Norman Newton’s arguments on the emerging modern parkway: It was only with the completion of New York’s Bronx River Parkway after World War I that the parkway of the automobile came of age. This was still regarded as a pleasure-drive for recreational and scenic enjoyment. Limitation of access and expropriation of adjoining neighborhoods marked these out as departures from the boulevard. Key points were: 1) four-lane construction became common; 2) the curvatures began tight near the city, reflecting the initial era of horse-and-buggy automobiles, but eased into long curves up river as the construction proceeded to conclusion in the 1920s; 3) for the first time, separated highways occurred where topographical features dictated it; and 4) wide margins of land assured the “rural” without billboards.

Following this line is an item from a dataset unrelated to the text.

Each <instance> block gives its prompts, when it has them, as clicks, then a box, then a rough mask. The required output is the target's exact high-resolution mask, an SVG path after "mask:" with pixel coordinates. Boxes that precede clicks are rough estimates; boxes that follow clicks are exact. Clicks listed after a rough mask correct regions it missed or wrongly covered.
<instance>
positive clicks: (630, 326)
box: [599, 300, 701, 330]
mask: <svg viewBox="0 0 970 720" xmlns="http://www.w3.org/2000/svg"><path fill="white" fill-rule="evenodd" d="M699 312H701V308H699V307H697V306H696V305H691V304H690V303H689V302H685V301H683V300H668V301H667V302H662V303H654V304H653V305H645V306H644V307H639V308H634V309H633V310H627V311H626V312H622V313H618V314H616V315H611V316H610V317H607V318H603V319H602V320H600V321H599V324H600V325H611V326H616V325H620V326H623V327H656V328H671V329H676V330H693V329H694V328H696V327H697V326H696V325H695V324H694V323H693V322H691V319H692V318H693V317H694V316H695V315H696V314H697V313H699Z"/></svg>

Timothy Davis on the Rock Creek & Potomac Parkway (and Mount Vernon Memorial Highway): The DC parkway, initiated by the Senate Park Commission (1902) and authorized by Congress (1913), was a formative influence on the Bronx River Parkway (though it was finished later). It proved a “contested terrain”: between Georgetown and DC, the closed-valley-boulevard and the open-valley-picturesque exponents, and between sanitizing bureaucrats and African-American populations. Fulfilling Repton’s worst fears, the passer-by became indifferent to the fate of the displaced residents. Davis argues that in mediating tensions between progress and nostalgia, the MVMH created a new synthesis within a space-time matrix. Mary E. Meyers on the Blue Ridge Parkway: In Landscape Journal, Mary Meyers establishes some links in “education and apprenticeship” between the chief designer of the BRP, Stanley Abbott, and F. L. Olmsted, Sr., and between Olmsted and eighteenth-century aesthetic theories as represented by Humphry Repton. In particular, William Hogarth’s “Line of Beauty” appears key.
The Commemorative Landscape of Vimy Ridge: Unlike the Beaux-Arts/triumphal planning of American and British WWI cemeteries, this Canadian approach to commemorating war and peace (fusing battle-field, memorial, and cemetery) represents modernist architecture placed in a dynamic landscape of fluid space: with serpentine as much as axial sightlines, forest settings, and seasonal and diurnal shifts of mood.